Through the combination of random variation and inheritance, we know that sometimes children will have new or different genes from those of their parents, but that most of the time they will have very similar genes. Since genes are connected to actual properties of living things, this means that sometimes children will be born with new, different or unusual properties not shared by their parents. Over grand time scales, this leads to diversity, even if the starting population is relatively homogenous. Some people will end up with blue eyes, some with brown; some people will end up with red hair, some with black hair.
Now note that in general, living beings are in competition with each other for resources (human beings count here too, though the competition is much more subtle in modern society; I will deal with this point more in later posts). Survival of the fittest comes into play here, and we know that genetics has an impact on physical properties. Together, this means (for example) that a giraffe with a gene for extra tallness may be able to eat off taller trees that the other giraffes can’t reach, thus surviving and passing on that gene.

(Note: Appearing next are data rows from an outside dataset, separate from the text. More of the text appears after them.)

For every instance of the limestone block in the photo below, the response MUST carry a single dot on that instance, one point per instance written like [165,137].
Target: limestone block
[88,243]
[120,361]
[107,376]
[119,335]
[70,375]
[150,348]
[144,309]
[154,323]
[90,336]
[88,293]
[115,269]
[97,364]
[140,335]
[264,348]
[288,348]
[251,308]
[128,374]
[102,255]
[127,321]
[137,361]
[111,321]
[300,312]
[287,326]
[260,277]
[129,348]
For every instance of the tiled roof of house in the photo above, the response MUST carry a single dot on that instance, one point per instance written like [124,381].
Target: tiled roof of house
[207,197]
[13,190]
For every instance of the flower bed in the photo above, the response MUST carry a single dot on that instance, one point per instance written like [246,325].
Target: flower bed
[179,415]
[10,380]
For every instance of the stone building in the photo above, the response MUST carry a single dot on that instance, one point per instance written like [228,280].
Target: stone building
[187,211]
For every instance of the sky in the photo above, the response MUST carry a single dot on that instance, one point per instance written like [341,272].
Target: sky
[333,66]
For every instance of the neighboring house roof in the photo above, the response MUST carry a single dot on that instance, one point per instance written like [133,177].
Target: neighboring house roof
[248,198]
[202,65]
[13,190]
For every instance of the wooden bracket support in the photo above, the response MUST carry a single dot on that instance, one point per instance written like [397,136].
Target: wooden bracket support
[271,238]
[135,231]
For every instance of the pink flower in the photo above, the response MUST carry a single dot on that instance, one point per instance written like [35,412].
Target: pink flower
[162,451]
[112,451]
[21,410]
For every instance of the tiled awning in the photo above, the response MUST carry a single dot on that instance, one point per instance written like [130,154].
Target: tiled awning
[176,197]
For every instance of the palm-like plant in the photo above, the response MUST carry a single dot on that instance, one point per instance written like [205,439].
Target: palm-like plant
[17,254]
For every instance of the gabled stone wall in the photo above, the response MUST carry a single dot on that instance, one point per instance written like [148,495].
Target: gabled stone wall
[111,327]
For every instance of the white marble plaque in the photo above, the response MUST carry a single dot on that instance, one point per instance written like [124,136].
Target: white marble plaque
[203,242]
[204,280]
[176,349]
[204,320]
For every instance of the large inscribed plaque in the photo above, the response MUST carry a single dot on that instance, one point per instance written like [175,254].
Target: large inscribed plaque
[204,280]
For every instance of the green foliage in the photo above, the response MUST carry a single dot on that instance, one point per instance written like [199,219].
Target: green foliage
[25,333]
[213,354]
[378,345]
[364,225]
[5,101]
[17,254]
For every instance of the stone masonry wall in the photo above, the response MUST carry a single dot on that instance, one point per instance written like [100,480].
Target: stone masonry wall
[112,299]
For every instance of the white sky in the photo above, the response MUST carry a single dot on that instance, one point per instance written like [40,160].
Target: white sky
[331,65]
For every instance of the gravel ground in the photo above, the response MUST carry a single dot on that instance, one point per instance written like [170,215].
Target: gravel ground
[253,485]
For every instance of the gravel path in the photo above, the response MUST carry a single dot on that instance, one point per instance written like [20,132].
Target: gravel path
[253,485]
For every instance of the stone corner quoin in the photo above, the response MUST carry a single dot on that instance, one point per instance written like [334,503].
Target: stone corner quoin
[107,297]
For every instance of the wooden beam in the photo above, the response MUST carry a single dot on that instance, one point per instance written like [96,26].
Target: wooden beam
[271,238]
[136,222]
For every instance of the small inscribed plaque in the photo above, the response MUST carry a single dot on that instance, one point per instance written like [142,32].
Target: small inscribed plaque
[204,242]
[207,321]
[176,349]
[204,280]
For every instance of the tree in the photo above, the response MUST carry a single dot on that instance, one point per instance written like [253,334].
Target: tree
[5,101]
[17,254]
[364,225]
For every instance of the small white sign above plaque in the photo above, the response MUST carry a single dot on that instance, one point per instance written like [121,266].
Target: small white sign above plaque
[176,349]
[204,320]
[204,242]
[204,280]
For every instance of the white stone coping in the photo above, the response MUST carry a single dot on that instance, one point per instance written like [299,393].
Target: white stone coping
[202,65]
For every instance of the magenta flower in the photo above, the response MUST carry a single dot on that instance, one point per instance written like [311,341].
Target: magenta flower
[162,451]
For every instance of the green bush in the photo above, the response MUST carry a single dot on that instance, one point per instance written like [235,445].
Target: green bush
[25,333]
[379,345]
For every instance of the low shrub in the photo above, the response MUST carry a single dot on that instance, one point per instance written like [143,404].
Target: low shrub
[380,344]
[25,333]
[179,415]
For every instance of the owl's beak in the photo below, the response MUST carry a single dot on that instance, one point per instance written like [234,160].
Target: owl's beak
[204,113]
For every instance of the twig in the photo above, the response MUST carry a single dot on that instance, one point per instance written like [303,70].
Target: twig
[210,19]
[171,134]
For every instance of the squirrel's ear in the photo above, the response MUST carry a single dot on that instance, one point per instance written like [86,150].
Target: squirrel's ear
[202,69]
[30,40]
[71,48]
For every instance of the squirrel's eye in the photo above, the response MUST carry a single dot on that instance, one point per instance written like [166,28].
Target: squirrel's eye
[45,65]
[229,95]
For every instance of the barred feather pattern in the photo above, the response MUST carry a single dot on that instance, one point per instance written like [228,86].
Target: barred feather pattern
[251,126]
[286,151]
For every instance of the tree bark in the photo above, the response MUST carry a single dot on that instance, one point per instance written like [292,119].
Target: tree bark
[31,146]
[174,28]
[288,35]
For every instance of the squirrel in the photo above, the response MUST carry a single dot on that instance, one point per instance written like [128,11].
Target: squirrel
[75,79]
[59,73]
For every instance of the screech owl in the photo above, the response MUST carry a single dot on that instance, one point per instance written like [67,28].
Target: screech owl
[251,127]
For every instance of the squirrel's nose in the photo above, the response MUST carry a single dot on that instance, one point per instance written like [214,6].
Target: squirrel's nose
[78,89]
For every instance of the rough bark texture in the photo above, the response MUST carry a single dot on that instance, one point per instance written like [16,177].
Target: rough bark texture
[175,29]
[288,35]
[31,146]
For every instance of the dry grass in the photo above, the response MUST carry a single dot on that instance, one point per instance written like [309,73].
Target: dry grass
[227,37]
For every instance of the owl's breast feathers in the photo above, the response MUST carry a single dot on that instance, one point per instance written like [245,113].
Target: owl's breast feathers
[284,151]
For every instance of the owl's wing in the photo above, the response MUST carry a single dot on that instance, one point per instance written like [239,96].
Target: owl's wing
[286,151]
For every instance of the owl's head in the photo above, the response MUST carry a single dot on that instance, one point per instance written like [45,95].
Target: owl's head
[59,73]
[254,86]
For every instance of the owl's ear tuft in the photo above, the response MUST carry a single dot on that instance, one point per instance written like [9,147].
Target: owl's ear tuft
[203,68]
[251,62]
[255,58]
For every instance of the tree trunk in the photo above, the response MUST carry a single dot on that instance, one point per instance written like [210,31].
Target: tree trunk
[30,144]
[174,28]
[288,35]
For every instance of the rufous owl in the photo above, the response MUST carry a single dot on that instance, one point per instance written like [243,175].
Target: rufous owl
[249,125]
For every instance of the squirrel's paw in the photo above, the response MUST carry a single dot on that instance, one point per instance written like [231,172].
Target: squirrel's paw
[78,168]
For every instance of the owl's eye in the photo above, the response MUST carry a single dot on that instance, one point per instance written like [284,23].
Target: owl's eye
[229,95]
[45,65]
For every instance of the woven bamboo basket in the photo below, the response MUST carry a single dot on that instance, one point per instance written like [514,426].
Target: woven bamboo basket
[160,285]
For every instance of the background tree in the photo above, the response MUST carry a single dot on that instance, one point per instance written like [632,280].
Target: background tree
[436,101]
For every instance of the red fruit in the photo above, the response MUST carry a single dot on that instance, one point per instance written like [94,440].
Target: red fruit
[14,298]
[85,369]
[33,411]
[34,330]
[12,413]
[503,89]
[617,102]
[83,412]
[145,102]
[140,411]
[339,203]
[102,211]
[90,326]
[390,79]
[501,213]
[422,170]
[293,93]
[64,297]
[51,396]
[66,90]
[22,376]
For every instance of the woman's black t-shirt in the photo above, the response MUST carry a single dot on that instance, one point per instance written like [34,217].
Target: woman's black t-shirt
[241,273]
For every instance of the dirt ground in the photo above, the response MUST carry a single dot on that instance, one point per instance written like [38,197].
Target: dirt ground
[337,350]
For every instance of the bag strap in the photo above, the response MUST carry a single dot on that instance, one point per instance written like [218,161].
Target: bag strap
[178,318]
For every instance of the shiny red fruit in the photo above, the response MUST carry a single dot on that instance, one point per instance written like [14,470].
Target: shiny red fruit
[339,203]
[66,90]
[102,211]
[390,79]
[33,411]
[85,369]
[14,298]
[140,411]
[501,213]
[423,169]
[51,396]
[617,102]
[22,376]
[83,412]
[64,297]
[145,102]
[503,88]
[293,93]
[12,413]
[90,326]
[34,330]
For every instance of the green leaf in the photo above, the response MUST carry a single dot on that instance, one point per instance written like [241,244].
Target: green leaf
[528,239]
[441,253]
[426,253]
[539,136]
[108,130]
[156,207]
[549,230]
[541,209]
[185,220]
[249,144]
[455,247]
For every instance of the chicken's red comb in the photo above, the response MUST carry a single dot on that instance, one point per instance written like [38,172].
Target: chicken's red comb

Putting those two points together, this leads to an interesting situation. Random variation provides natural diversity, and survival of the fittest trims that diversity so that only the best genetic variants survive. The result tends statistically into what are called “stable strategies“. After some period of time, a combination of genes naturally occurs which produces properties that make the animals particularly well-suited to their environment. They don’t just survive, they begin to thrive. Their offspring may have random variations on this set of genes, but effectively all major variations end up being worse than the original. As such, the same set of near-optimal genes gets passed down stably, generation after generation.